Enjoy this season, whatever you call it. Celebrate the seasons, new inventions to lighten our work load, and the opportunity to change our ways of thinking.
Have a great week!
Thursday, October 29, 2015
WHERE DO YOU FIND WISDOM?
A few months ago we explored Billboard Wisdom—lots of good thoughts right out there in the open air for all to read.
Sometimes Wisdom arrives unexpectedly. A chance remark by a stranger . . . an old saying pops into mind . . . a half-remembered quotation that I have to look up to get the proper wording.
Many folks go to the Bible for words to live by. They have favorite verses, favorite psalms committed to memory; or perhaps favorite hymns from their worship services. These bring comfort in times of distress or sadness. Brick-and-mortar bookstores have shelves sagging from the weight of such books—whatever direction your faith has taken you, there’ll be something for you to read if you want to. Or try the public library, or the library of your faith community.
Waste not, want not! How often did we hear that one in our youth? Folks who grew up in the Depression (roughly, 1929 to 1941) would understand this one all too well. And they passed along the message to their children.
A penny saved is a penny earned. Well, not really, not in today’s financial climate; but there’s no denying, a penny saved is a penny saved.
See a pin, pick it up, All the day you’ll have good luck. Offering us good luck was one way to keep pins off the floor where little kids and pets might come to harm. Or barefoot adults. A good reminder for safety. And the corollary worked the same way: See a pin and let it lay, Bad luck you’ll have all the day.
If your nose itches, company’s coming. This was one of several dozen my mother quoted—if it wasn’t an itchy nose, it was dropping silverware, each type indicating the gender of the company to come. Later on I heard it another way: If your nose itches, you’re going to kiss a fool! Hmm, not a very exciting prospect. I’d prefer company coming.
My mother also told me about itchy hands—and to this day, I can’t get this one out of my head. If your left hand itches, you’re going to receive money. (Yay!) If your right hand itches, you’re going to shake hands with somebody. (Meet someone new.)

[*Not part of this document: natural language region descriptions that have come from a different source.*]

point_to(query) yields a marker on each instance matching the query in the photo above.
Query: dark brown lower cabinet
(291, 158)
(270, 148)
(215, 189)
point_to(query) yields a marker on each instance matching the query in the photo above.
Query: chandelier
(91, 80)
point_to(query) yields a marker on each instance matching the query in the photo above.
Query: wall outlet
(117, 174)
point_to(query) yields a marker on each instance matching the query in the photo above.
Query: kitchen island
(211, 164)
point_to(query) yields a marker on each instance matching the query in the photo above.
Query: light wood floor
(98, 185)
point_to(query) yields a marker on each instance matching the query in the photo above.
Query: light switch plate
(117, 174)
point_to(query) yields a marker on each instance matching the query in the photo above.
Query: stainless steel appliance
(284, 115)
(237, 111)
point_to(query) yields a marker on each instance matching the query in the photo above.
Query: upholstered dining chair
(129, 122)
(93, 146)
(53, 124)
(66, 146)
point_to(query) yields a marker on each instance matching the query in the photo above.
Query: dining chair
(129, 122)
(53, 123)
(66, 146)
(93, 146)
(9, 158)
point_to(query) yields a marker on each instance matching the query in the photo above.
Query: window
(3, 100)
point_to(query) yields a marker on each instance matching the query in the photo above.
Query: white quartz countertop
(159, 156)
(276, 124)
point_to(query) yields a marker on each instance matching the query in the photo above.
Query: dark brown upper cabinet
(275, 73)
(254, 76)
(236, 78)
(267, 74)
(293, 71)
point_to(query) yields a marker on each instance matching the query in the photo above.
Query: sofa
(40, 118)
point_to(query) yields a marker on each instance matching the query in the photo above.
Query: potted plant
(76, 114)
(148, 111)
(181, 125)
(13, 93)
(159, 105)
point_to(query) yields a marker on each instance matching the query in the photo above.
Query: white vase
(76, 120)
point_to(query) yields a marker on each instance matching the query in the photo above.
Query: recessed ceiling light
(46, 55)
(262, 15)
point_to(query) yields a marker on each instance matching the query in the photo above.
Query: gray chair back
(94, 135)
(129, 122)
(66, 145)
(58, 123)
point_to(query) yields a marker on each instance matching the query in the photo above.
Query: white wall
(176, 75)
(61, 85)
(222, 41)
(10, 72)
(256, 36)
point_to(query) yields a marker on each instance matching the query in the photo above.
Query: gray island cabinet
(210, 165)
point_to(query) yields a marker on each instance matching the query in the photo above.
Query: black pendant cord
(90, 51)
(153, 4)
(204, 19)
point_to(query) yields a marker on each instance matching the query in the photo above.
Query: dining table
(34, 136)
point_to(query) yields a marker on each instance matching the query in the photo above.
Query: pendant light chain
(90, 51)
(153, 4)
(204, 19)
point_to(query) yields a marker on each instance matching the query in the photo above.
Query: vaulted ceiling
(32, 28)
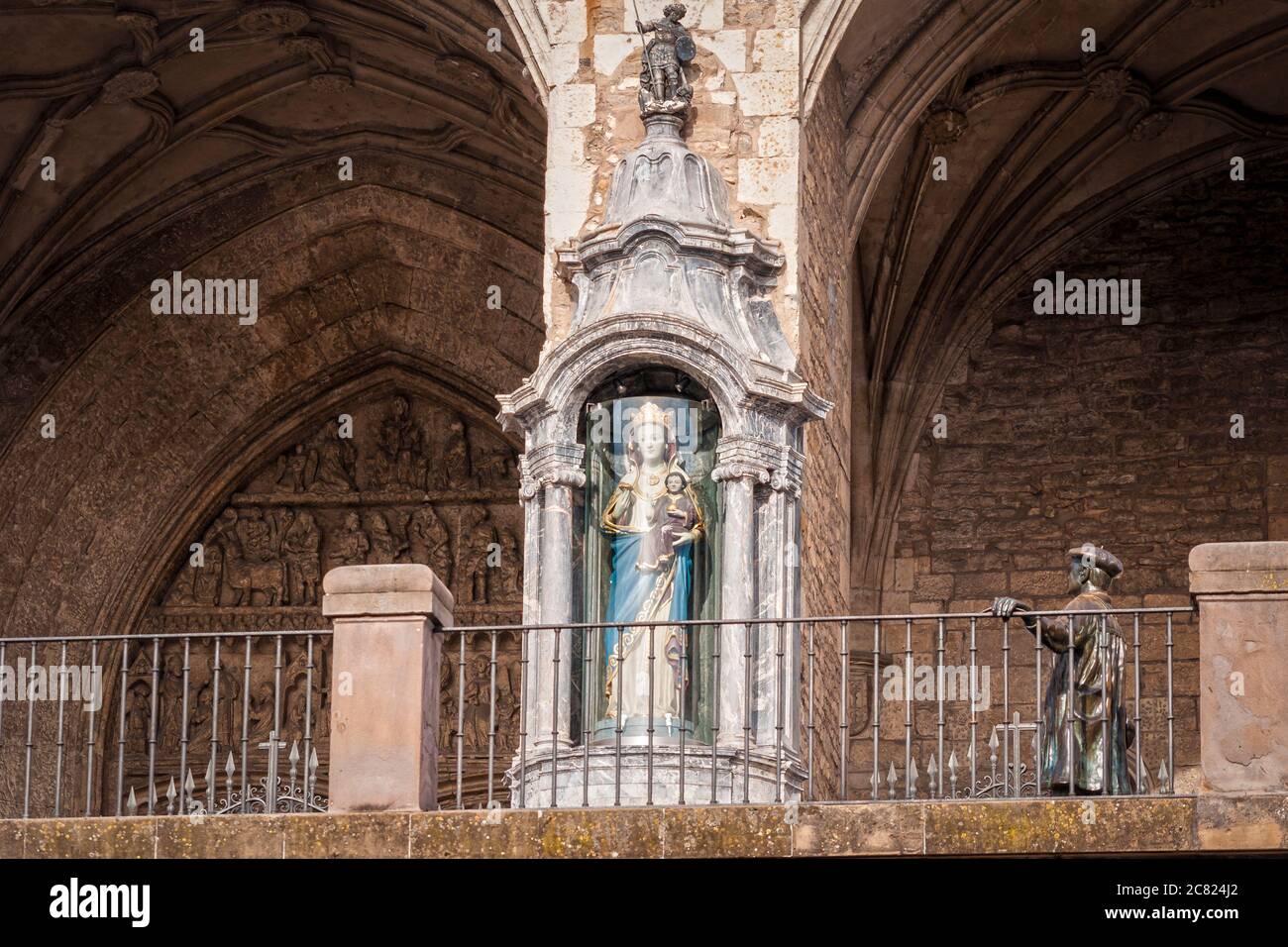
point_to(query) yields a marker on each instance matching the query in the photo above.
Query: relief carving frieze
(416, 480)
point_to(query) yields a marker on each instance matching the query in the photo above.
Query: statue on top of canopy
(664, 86)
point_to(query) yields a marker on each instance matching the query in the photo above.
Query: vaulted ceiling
(1043, 142)
(143, 128)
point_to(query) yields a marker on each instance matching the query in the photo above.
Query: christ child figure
(674, 514)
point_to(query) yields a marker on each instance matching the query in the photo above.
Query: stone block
(1241, 589)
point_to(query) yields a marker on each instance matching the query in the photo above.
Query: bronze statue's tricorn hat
(1091, 554)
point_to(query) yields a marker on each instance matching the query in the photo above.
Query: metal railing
(848, 744)
(832, 709)
(163, 723)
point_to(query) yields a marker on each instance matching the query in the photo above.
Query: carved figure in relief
(349, 545)
(509, 571)
(170, 703)
(291, 470)
(300, 547)
(385, 548)
(449, 710)
(397, 462)
(262, 712)
(331, 460)
(207, 581)
(243, 577)
(478, 706)
(477, 536)
(428, 538)
(456, 471)
(137, 718)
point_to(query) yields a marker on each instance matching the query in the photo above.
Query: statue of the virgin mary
(653, 518)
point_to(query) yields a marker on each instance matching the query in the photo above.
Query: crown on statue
(652, 414)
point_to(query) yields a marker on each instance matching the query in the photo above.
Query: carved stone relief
(417, 480)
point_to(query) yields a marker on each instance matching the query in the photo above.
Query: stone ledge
(1008, 827)
(1239, 569)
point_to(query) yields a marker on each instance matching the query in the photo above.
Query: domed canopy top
(661, 178)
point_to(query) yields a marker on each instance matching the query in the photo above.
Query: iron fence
(833, 709)
(163, 724)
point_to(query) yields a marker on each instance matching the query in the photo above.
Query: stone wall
(1065, 429)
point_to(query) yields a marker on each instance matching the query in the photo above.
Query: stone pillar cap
(1239, 567)
(386, 590)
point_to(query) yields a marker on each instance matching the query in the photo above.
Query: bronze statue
(664, 86)
(1094, 644)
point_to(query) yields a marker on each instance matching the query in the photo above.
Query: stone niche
(424, 478)
(673, 308)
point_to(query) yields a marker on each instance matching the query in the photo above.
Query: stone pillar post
(1241, 591)
(384, 685)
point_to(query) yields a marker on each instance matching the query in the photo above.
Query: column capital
(552, 464)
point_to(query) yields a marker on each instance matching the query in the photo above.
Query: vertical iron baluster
(974, 716)
(277, 688)
(876, 710)
(683, 705)
(844, 729)
(1171, 741)
(1038, 745)
(746, 714)
(939, 688)
(523, 720)
(460, 722)
(308, 723)
(490, 723)
(1140, 737)
(93, 703)
(648, 758)
(780, 707)
(215, 673)
(554, 728)
(183, 724)
(716, 630)
(910, 787)
(617, 729)
(31, 709)
(1006, 712)
(58, 744)
(246, 724)
(153, 727)
(1103, 646)
(587, 710)
(120, 728)
(1070, 673)
(809, 719)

Another one about money: Foam on the top of a cup of coffee or tea was called “Money on your cup.” (I don’t think this includes cappuccino, though. Just bubbles that form when you pour the liquid into the cup. Sorry about that.)
Some sayings had honest-to-goodness sense behind them.

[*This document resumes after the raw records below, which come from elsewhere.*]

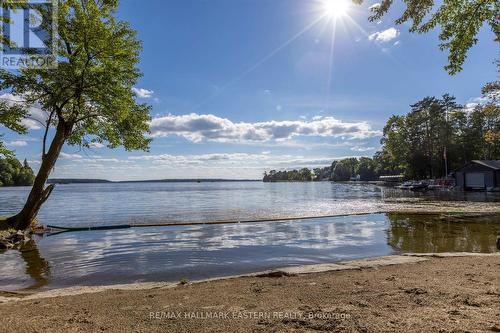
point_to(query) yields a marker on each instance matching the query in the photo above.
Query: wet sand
(388, 294)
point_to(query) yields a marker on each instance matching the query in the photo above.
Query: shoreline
(356, 264)
(447, 292)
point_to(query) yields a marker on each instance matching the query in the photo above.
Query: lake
(122, 203)
(174, 252)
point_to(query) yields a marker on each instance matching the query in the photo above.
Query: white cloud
(262, 161)
(362, 149)
(96, 145)
(198, 128)
(385, 35)
(17, 143)
(36, 116)
(66, 156)
(476, 101)
(143, 93)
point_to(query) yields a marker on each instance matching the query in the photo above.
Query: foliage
(303, 174)
(90, 91)
(437, 132)
(342, 170)
(13, 173)
(438, 129)
(88, 98)
(458, 20)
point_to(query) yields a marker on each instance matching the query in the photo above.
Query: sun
(336, 8)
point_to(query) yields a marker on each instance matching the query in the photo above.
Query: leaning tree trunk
(39, 193)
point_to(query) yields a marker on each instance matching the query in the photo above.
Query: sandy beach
(388, 294)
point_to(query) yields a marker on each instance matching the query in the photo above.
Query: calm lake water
(105, 204)
(202, 251)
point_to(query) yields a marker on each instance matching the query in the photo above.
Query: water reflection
(204, 251)
(36, 266)
(420, 233)
(26, 267)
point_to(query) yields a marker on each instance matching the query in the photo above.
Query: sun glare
(336, 8)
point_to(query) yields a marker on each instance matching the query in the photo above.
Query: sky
(238, 87)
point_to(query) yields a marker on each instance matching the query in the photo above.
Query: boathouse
(479, 175)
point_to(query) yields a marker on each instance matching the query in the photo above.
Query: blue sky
(242, 86)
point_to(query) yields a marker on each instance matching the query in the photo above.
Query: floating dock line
(194, 223)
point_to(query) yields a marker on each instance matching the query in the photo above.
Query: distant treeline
(364, 169)
(435, 133)
(13, 173)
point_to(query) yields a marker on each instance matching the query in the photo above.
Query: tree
(13, 173)
(344, 169)
(459, 20)
(88, 97)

Take this one: As the twig is bent, so grows the tree. That was about more than bending your young tree into an interesting shape; it was meant to warn us how to rear our children (twigs) is such a way that they would grow up into the type of adults (trees) we would like them to be.

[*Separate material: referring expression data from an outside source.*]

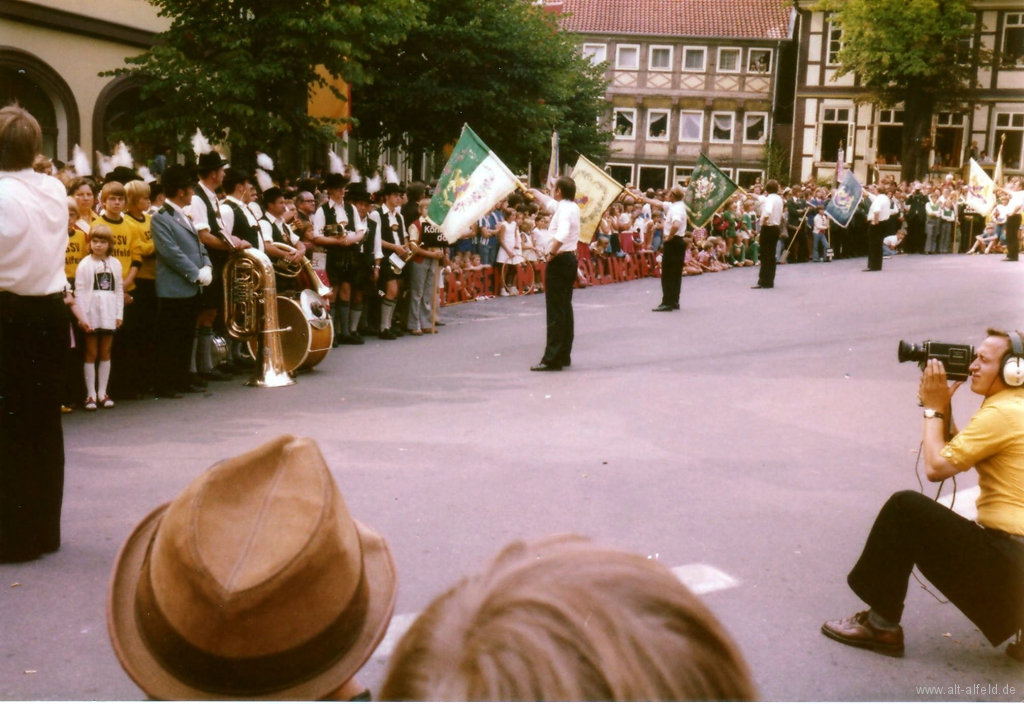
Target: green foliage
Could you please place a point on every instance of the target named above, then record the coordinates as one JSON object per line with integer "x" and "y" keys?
{"x": 503, "y": 67}
{"x": 242, "y": 71}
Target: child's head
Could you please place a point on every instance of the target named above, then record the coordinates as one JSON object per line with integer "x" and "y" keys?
{"x": 100, "y": 242}
{"x": 136, "y": 196}
{"x": 113, "y": 199}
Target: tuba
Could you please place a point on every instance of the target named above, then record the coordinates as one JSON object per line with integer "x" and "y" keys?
{"x": 251, "y": 310}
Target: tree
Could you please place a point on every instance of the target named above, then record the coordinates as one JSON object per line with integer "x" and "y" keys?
{"x": 914, "y": 52}
{"x": 503, "y": 67}
{"x": 242, "y": 71}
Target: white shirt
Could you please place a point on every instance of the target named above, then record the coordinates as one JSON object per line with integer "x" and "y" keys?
{"x": 33, "y": 233}
{"x": 880, "y": 208}
{"x": 771, "y": 212}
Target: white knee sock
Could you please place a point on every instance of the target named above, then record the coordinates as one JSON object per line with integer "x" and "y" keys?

Or, The apple never falls far from the tree. Seems obvious, if you’ve ever had/seen an apple tree. After all, the tree doesn’t fling the apples around, even in a windstorm, and the fruit is heavy enough to fall pretty much under the tree it grew on. This was another metaphorical piece of wisdom: Don’t expect your children to be much different from the parents. (I seem to recall the children so described were usually budding delinquents.) In the Nature vs. Nurture debate, this one seems to straddle the fence.
From what I’ve observed, what we glean from old sayings, proverbs, and family wisdom depends on our family’s history and experience. We were pretty much Midwestern agrarian—hence the practical nature of the quick pieces of advice I learned from childhood on up.
Dig around in your memory bank for those words to live by that your family treasured. Bet you haven’t heard them recently. But they’ll still resonate with you.
If you don’t think they’re especially wise, see if you can file them under Advice. Or Insight. Or, Old Sayings.
Here’s my current favorite saying (on a whiteboard at the Y)—hope it says something good to you:
YOUR SPEED DOESN’T MATTER…FORWARD IS FORWARD.